Я в полной мере сознавал всю иронию ситуации, но не смог над ней посмеяться. Я чувствовал отвращение от того, что трачу время своей жизни на иллюзорный мир, где я что-то из себя представляю, где я чего-то добиваюсь, когда здесь – в мире реальном – я могу характеризоваться одним простым словом «чмо».
Осознав всё это, я удалил с компьютера Morrowind и все прочие игры, и никогда более в них не играл.
Для мира, в котором я жил, моя семейная история не была чем-то из ряда вон выходящим. Со мной в школе учились дети из неблагополучных семей. У кого-то отец был алкоголиком, у кого-то сидел в тюрьме. Кто-то, как и я, жил с матерью и отчимом, который любил «научить жизни» нерадивого пасынка. А кроме того, в нашей школе учились воспитанники детского дома № 12.
Человек, живущий в мире волчьих законов, постепенно теряет понятие о милосердии и доброте. Жизнь под одной крышей с Игорем научила меня быть бессердечным. А воспитанники детских домов, где право сильного определяет справедливость и право на любое имущество, плохо разумели в вопросах нежности и заботы, зато прекрасно умели причинять физическую и моральную боль, которой, за неимением лучшего, питались сами, и которая повсюду следовала за ними вместе со стойким запахом пота и дешёвого табака.
Единственным исключением был мой одноклассник Андрюша Савельев. Как и большинство воспитанников 12-го детского дома, Андрюша не был сиротой. Его отец, находивший разрушительное умиротворение на дне стеклянной бутылки, не сразу заметил, что его лишили родительских прав, и не стал придавать этому неоправданное значение, а матери исполнять свои обязанности мешал длинный тюремный срок. Была у Андрюши ещё и бабушка, которая на свою солидную пенсию могла купить гречку, гранулированный чай, редкие лекарства по льготной цене и даже умудрялась раз или два в месяц баловать себя курицей, небольшой и не всегда свежей.
По какой-то непонятной причине (как говорили у нас в классе, из-за малодушия) она не удосужилась взять опеку над Андрюшей, и он оказался в приюте.
Андрюша, возможно, имел все шансы добиться в жизни успеха, став менеджером по продажам в каком-нибудь магазине электроники, если бы не одно обстоятельство.
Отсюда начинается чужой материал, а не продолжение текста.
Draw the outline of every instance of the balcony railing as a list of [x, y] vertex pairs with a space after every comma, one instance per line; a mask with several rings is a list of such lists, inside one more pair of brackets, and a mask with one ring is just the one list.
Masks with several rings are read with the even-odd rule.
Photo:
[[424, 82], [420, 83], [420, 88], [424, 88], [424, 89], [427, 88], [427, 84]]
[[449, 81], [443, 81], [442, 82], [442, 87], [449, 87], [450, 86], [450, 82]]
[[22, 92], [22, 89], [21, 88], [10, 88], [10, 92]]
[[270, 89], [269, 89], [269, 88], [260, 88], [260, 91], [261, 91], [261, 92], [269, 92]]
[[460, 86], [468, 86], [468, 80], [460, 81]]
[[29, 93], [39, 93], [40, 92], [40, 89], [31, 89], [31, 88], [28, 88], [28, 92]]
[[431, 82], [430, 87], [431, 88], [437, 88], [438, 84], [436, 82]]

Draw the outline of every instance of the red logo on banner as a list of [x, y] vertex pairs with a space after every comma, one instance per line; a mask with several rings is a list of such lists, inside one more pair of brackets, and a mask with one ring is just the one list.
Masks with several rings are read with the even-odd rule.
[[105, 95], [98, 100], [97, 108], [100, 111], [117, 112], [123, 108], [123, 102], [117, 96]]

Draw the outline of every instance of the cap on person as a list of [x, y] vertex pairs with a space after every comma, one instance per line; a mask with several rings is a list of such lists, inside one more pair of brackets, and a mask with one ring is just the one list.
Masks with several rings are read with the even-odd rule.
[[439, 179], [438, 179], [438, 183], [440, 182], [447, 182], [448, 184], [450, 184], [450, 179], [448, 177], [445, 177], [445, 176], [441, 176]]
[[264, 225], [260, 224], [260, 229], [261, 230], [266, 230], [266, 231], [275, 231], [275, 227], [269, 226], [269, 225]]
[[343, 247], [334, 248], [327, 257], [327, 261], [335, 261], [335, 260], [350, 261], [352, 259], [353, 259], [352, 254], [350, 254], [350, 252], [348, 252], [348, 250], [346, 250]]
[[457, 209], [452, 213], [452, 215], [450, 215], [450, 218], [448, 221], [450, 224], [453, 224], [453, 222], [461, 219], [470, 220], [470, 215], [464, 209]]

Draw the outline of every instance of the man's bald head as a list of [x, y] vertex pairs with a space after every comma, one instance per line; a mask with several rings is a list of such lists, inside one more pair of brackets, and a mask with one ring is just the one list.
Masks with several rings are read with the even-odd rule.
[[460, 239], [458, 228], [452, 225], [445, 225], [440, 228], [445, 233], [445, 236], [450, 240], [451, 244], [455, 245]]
Право, не знаю, был ли мой одноклассник глупым или просто умственно отсталым, – учитывая, что его мать, как и отец, была хронической алкоголичкой, я склоняюсь к последнему.
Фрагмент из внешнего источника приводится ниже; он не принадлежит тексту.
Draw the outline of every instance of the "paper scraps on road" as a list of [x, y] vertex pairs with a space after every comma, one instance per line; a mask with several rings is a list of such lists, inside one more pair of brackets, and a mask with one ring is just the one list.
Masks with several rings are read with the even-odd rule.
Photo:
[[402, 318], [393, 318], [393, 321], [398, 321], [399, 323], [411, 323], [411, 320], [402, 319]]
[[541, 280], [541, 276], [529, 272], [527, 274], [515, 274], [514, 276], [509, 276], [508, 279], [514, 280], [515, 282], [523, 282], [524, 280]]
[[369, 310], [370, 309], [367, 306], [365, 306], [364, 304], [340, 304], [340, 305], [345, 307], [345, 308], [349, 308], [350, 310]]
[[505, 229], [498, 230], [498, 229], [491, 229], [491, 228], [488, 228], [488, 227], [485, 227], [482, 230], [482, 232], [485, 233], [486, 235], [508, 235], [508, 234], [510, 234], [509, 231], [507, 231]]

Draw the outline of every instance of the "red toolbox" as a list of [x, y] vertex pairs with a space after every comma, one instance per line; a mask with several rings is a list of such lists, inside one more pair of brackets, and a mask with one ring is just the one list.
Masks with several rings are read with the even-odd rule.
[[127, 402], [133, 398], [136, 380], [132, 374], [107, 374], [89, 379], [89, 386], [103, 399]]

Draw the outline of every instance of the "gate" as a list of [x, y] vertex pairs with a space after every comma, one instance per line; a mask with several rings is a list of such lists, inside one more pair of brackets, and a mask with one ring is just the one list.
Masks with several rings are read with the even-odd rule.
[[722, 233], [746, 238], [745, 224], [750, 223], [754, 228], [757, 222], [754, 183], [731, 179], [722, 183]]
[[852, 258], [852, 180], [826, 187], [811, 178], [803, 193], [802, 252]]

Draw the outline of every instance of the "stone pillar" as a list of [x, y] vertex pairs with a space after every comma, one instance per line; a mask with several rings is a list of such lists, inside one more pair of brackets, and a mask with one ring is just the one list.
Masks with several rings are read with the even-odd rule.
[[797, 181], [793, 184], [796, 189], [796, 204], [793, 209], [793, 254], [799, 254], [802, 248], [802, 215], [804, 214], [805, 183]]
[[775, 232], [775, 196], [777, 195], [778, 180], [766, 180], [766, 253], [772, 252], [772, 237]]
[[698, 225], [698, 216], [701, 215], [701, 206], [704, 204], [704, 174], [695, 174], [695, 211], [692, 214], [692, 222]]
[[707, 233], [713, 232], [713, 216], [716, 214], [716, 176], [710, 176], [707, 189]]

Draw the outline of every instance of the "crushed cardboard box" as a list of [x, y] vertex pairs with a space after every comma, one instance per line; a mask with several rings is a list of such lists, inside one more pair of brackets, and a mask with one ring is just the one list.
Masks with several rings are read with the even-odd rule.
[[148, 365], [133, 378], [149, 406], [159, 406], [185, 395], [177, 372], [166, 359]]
Обладая неким подобием чувства юмора (должен признать, весьма жалким), Андрюша, стремясь снискать расположение ребят, иногда шутил, всякий раз неуместно и крайне нелепо. И тем не менее мы все смеялись – не из вежливости, а над глупостью одноклассника.
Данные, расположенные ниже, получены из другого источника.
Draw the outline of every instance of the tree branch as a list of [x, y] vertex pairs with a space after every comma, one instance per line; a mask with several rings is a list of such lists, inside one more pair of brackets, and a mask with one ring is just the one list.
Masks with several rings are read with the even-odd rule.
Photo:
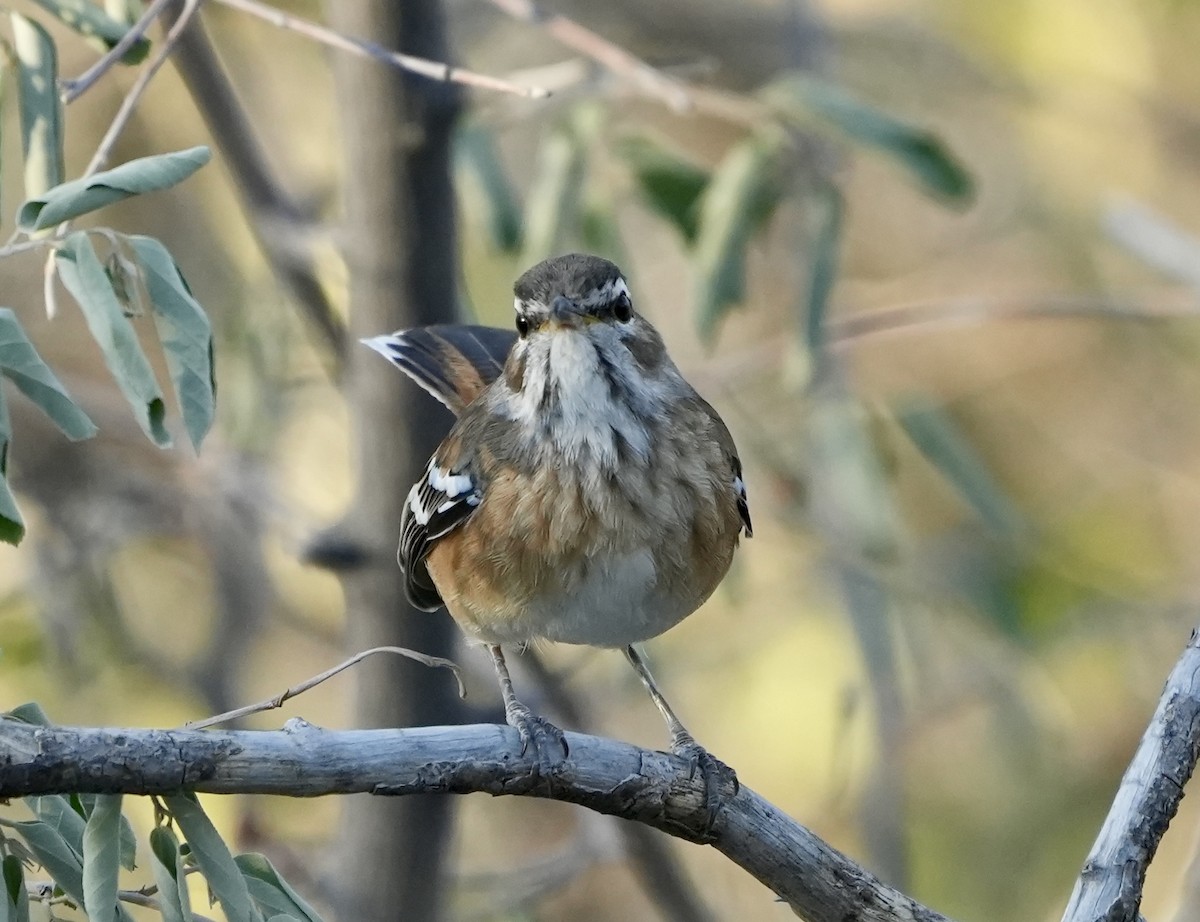
[[1146, 869], [1200, 757], [1200, 630], [1167, 677], [1158, 708], [1075, 882], [1063, 922], [1136, 922]]
[[567, 733], [550, 776], [515, 730], [487, 725], [327, 731], [194, 732], [38, 727], [0, 720], [0, 797], [167, 794], [488, 793], [543, 797], [707, 842], [809, 922], [948, 922], [883, 884], [749, 788], [725, 792], [704, 832], [704, 781], [663, 752]]

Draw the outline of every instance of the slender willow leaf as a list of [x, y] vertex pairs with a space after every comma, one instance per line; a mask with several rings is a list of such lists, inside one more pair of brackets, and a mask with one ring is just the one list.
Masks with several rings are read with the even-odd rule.
[[872, 147], [903, 166], [921, 188], [954, 205], [975, 195], [971, 174], [937, 135], [888, 115], [846, 90], [810, 76], [791, 75], [764, 91], [769, 104], [789, 122], [816, 121], [851, 141]]
[[921, 454], [989, 528], [1010, 539], [1024, 535], [1023, 517], [944, 409], [928, 400], [912, 400], [896, 418]]
[[130, 160], [86, 179], [56, 185], [29, 196], [17, 212], [17, 226], [26, 232], [41, 230], [134, 195], [170, 188], [195, 173], [211, 157], [207, 147], [191, 147]]
[[25, 889], [25, 868], [16, 855], [5, 855], [0, 862], [4, 873], [4, 905], [9, 922], [29, 922], [29, 893]]
[[649, 138], [627, 138], [617, 147], [633, 170], [646, 204], [692, 243], [699, 231], [700, 197], [709, 175]]
[[825, 348], [829, 296], [837, 280], [838, 249], [842, 242], [842, 193], [832, 184], [824, 185], [813, 196], [812, 207], [816, 233], [813, 235], [808, 290], [802, 310], [805, 343], [810, 352], [819, 355]]
[[562, 250], [579, 223], [589, 146], [574, 124], [559, 125], [542, 141], [533, 186], [525, 200], [521, 264]]
[[72, 440], [91, 438], [96, 425], [71, 399], [67, 389], [42, 361], [7, 307], [0, 307], [0, 371], [40, 407]]
[[[96, 809], [96, 802], [100, 799], [99, 794], [72, 794], [70, 797], [71, 809], [82, 816], [85, 820], [89, 819], [92, 811]], [[132, 871], [137, 867], [137, 836], [134, 835], [133, 826], [125, 814], [121, 814], [121, 867], [126, 871]]]
[[13, 823], [13, 828], [63, 893], [83, 906], [83, 862], [57, 830], [37, 820]]
[[121, 795], [101, 794], [83, 831], [83, 892], [88, 922], [116, 922], [121, 871]]
[[12, 421], [8, 401], [0, 391], [0, 541], [20, 544], [25, 537], [25, 520], [17, 508], [17, 499], [8, 486], [8, 447], [12, 442]]
[[233, 860], [241, 869], [251, 896], [264, 914], [286, 913], [302, 922], [322, 922], [317, 911], [292, 889], [266, 856], [251, 852], [238, 855]]
[[81, 816], [61, 794], [28, 797], [26, 803], [34, 815], [62, 836], [71, 851], [82, 860], [83, 831], [87, 826], [87, 818]]
[[166, 826], [155, 826], [150, 832], [150, 866], [158, 887], [163, 922], [192, 922], [192, 904], [179, 840]]
[[41, 24], [10, 13], [17, 54], [17, 94], [21, 103], [21, 150], [25, 157], [25, 198], [41, 195], [63, 181], [62, 102], [58, 98], [58, 51]]
[[696, 236], [696, 323], [710, 340], [725, 311], [742, 300], [746, 247], [779, 204], [782, 136], [755, 134], [734, 145], [700, 201]]
[[212, 325], [167, 248], [153, 237], [129, 239], [145, 272], [154, 324], [162, 340], [183, 424], [199, 451], [216, 413]]
[[56, 259], [63, 284], [79, 302], [92, 338], [104, 353], [104, 361], [142, 430], [155, 444], [169, 446], [171, 436], [163, 425], [166, 405], [162, 391], [87, 233], [71, 234]]
[[42, 706], [36, 701], [27, 701], [25, 704], [18, 704], [11, 711], [4, 715], [9, 720], [19, 720], [21, 723], [33, 724], [37, 727], [51, 726], [50, 718], [46, 716], [46, 712], [42, 710]]
[[132, 26], [142, 18], [145, 8], [141, 0], [104, 0], [104, 12], [114, 22]]
[[163, 803], [187, 838], [192, 857], [230, 922], [262, 922], [262, 914], [250, 900], [246, 879], [199, 802], [187, 794], [173, 794], [164, 797]]
[[[129, 31], [100, 7], [88, 0], [33, 0], [55, 16], [63, 25], [90, 39], [98, 48], [107, 51]], [[143, 36], [121, 57], [124, 64], [140, 64], [150, 51], [150, 40]]]
[[460, 170], [474, 180], [469, 187], [479, 191], [493, 245], [502, 253], [516, 253], [521, 248], [521, 206], [492, 132], [479, 124], [459, 129], [454, 154]]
Люди часто унижают ближних своих ради самоутверждения – одной из наиболее паскудных форм удовольствия. Они пребывают в неосознанном убеждении, будто, принижая других, сами возвышаются на их фоне. В действительности же стремление унизить является прямым следствием чудовищного комплекса неполноценности, приправленного дурным воспитанием и хронической неуверенностью в себе.
Стремясь самоутвердиться за чужой счёт, человек ищет состояния комфорта, которому не даёт появиться страх перед окружающей действительностью и сопровождающее его угнетённое состояние духа.
Мелким, закомплексованным людям просто необходимо для поддержания нормального психологического состояния периодически унижать ближних своих, – разумеется, ближних слабых, поскольку сильные могут унизить сами, что чертовски неприятно.
Насмехаясь над другими, они чувствуют себя тем увереннее, чем ниже опускают собеседника, поскольку это возвышает их в собственных глазах. В действительности мы видим здесь типичную дегенеративную форму восприятия собственной личности. Человек имеет потребность в самовыражении, которую ему необходимо удовлетворить. Если человек не может этого сделать, он начинает искать способы удовлетворения этой потребности через сравнение себя с другими.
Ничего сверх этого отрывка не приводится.